Dr Early said: "This species isn't endangered now, and in the future there is more than enough suitable habitat for it to remain safe, but…the newt has a really hard time following its climate path to its future range because repeated climatic fluctuations cause it to retreat over and over again."

The tolerance of an animal to less-than-ideal climatic conditions will determine whether it can survive long enough to complete its migration.

"There is a lot of uncertainty in the ability of species to persist, and this is an under-appreciated factor," said Dr Early.

"For example, if an animal lives for a long time, it may fare better," she said. "If its eggs don't survive one year, being able to lay again the following year will increase the chances of survival."

Managed relocation

While the study was carried out on only a few species in a limited geographic range, the researchers are confident that the global climate fluctuations will drive similar patterns all around the world.
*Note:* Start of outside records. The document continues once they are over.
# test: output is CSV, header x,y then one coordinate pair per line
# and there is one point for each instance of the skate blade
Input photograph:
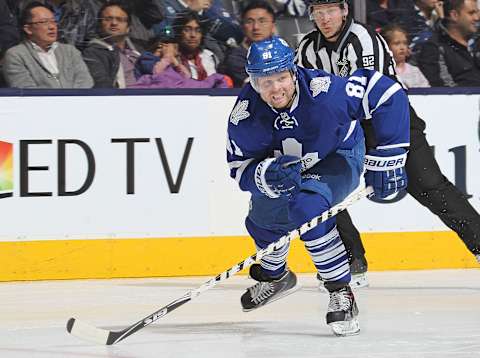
x,y
345,328
286,293
359,281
Small mammals, insects and plants are expected to react in a way similar to the amphibians, as they have similar tolerances to climate change; larger mammals may be less affected as their habitats are less climate-specific, the researchers believe.

image captionClimate change could put the speckled black salamander into new areas beyond its current reach

The findings from this research are expected to add some clarity to discussions on whether to actively relocate species at risk from climate change.

There is concern over this "managed relocation" from conservation groups and governmental organisations, as the reactions of an ecosystem to the sudden introduction of a non-native species are poorly understood.

But research published in the journal Nature in 2004, which suggested that climate change-driven habitat loss could result in the extinction of 15-37% of all species, lends support to the idea of managed relocation as a way of maintaining biodiversity.

This new study from Dr Early and Prof Sax highlights the specific risks to species from climate fluctuations cutting off their migration paths.

"There are a lot of species that won't be able to take care of themselves," Prof Sax said. "We may instead need to consider using managed relocation more frequently than has been previously considered."